Kameradschaft (1931)

Director: Georg Wilhelm Pabst

French and German, with English subtitles 

Five stars out of five 

http://www.imdb.com/title/tt0022017/ 

Events in Chile reminded me of a film I saw a while back about a mine cave-in and rescue in France, near the Franco-German border. Kameradschaft is set a few years after the end of WW1, which is referred to a few times and which establishes a context of bitter resentments – in some. The film is based on an actual incident that took place about ten years before WW1 began. 

Early on, before the cave-in, we see hostility between Germans and Frenchmen — kids bickering along the border (an unsubtle metaphor!); German workers turned away by French border guards; German men feeling insulted in a bistro inside France. The bistro incident is through miscommunication, not an intended insult.
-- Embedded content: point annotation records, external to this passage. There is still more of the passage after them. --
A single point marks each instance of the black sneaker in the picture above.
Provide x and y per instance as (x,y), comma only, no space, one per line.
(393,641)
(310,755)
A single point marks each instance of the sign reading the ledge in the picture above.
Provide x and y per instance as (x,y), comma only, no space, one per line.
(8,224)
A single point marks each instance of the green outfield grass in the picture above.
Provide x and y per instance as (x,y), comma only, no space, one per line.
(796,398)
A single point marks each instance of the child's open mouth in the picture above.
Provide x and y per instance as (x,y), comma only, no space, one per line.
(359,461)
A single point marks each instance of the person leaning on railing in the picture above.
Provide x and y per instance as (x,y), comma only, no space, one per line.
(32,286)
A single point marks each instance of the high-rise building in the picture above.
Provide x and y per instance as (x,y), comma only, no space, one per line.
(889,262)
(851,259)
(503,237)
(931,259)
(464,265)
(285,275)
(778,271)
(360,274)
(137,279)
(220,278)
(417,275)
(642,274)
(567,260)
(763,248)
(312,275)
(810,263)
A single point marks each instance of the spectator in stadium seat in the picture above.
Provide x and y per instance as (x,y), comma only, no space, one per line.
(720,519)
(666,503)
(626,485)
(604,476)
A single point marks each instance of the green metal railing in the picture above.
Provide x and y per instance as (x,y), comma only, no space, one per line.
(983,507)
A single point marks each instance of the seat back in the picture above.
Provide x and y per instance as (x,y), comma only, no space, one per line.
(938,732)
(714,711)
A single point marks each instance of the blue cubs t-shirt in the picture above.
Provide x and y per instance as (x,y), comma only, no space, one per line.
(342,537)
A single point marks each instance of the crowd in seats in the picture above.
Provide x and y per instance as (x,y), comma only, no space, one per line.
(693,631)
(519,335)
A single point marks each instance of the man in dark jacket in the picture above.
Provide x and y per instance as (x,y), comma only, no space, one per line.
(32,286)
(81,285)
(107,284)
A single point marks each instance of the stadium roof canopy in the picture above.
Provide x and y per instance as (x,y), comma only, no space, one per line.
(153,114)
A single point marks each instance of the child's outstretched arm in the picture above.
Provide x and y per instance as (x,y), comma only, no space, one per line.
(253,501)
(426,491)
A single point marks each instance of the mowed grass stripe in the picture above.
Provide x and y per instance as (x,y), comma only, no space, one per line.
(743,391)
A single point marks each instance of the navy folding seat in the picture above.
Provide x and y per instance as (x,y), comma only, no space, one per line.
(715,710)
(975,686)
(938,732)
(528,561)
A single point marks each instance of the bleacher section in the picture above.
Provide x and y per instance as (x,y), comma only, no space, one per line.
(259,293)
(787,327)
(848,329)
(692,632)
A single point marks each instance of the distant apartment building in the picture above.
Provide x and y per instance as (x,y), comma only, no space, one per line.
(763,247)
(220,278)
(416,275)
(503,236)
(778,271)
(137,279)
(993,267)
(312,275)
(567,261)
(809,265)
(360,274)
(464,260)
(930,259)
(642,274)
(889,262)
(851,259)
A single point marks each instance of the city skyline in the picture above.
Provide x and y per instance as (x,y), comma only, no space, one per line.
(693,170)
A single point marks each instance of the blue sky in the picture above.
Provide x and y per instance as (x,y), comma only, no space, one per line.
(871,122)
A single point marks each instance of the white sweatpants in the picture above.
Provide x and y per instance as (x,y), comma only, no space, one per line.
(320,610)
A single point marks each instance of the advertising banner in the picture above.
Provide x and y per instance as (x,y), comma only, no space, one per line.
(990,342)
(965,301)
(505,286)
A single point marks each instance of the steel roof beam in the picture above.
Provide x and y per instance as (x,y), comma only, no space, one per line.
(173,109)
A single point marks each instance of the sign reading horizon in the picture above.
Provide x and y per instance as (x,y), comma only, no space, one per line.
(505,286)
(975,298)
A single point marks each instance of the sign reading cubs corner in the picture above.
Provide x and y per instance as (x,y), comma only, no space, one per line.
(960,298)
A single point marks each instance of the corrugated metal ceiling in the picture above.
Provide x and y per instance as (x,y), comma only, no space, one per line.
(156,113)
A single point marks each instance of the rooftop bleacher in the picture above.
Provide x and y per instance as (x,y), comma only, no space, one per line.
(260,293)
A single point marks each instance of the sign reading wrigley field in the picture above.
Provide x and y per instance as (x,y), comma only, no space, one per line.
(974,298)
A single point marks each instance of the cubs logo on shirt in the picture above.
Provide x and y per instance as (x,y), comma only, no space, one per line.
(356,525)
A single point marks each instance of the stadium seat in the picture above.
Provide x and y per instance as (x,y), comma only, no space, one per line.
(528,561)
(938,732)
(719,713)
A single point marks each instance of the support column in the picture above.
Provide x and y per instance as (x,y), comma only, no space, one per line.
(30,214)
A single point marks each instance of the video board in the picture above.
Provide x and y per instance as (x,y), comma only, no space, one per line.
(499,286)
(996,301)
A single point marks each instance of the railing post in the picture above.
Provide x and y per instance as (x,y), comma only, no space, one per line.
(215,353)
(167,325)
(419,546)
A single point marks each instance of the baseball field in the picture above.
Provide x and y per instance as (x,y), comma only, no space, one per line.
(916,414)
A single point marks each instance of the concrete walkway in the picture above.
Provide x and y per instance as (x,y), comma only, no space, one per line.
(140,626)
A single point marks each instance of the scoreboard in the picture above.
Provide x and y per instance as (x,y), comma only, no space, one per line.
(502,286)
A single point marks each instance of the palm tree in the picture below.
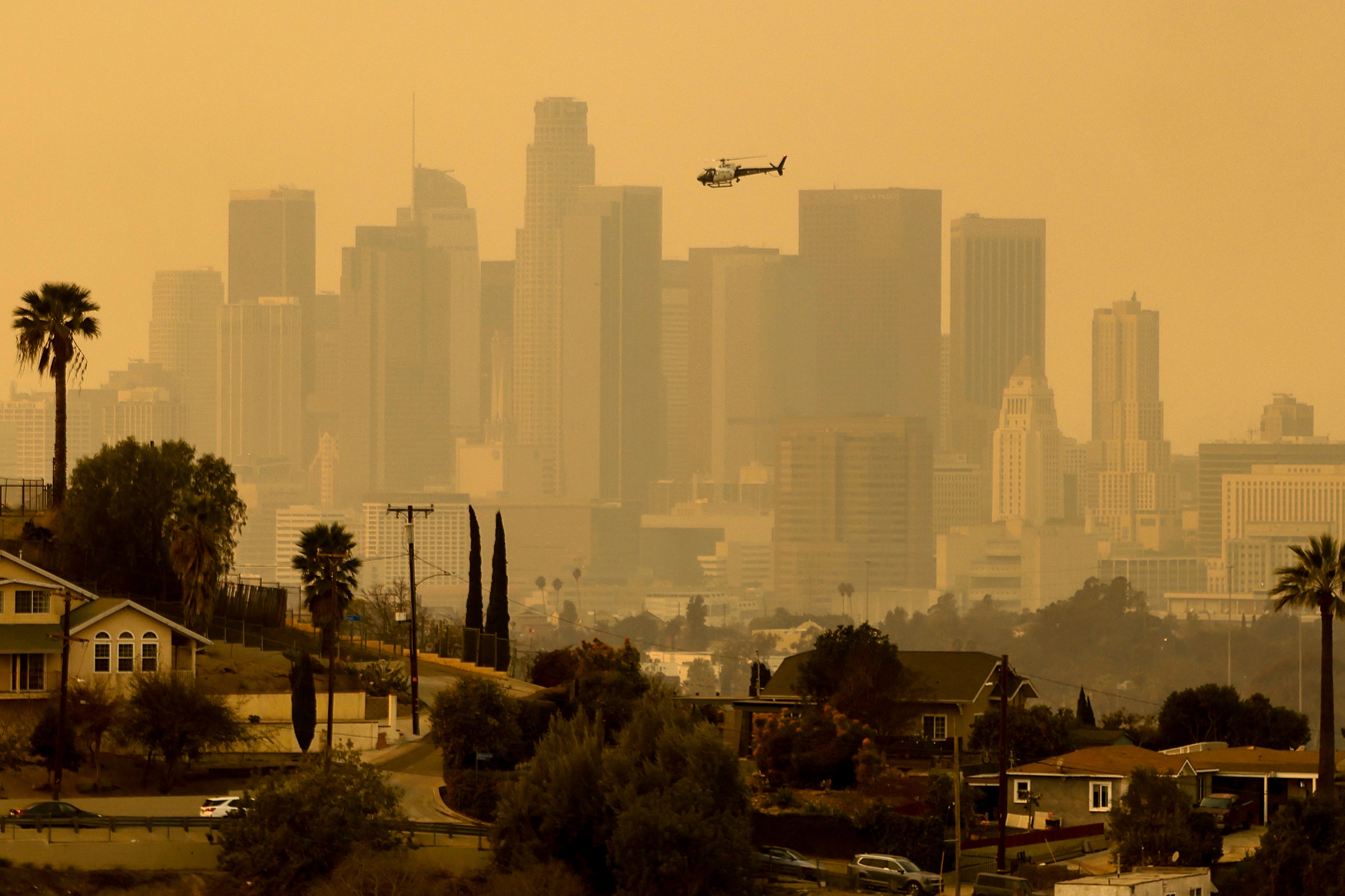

A French woman doesn’t want to dance anymore but the German thinks she doesn’t want to dance with a German. Message: people are basically decent; conflict breaks out through misunderstanding. 

When the disaster strikes, word seizes the French town and people stream to the mine to learn of the fate of loved ones — quite moving, actually. When word reaches the German miners, who have just ended their shift, the reaction is mixed. Some care not what happens to the French, but others say they are fellow miners and in need of help. The latter argument wins out and the men board trucks and race to the scene, speeding trough the border stations without stopping. 

We get interesting looks at the working conditions and lives of mine workers, German and French, and also the insides of mines and the equipment used. 

WW1 references: we see a sign about reparations in the German town; as the Germans debate whether or not to help, one man refers to the French occupation of the Saar; as the German rescuers approach, in gas masks and amid underground fires, a dazed French miner has a flashback to his war experiences in which the German assault troops wear gas masks and use flamethrowers. 

There is an interwar socialist message in the film. Government officials, especially French ones, are seen as petty and lacking in the sense of brotherhood that the miners and their families have. However, the German and French mine owners cooperate amicably to help the miners — not quite in keeping with socialism. 

Toward the end, miners from both sides celebrate the rescue and proclaim their lasting friendship. One evokes the themes of the WW1 flashback by saying they have nothing to fear but gas and fire. But the ending scene is of French and German officials sealing a tunnel that was used by one group of German rescuers to reach French miners, eliciting the idea that understanding and cooperation are blocked by the state.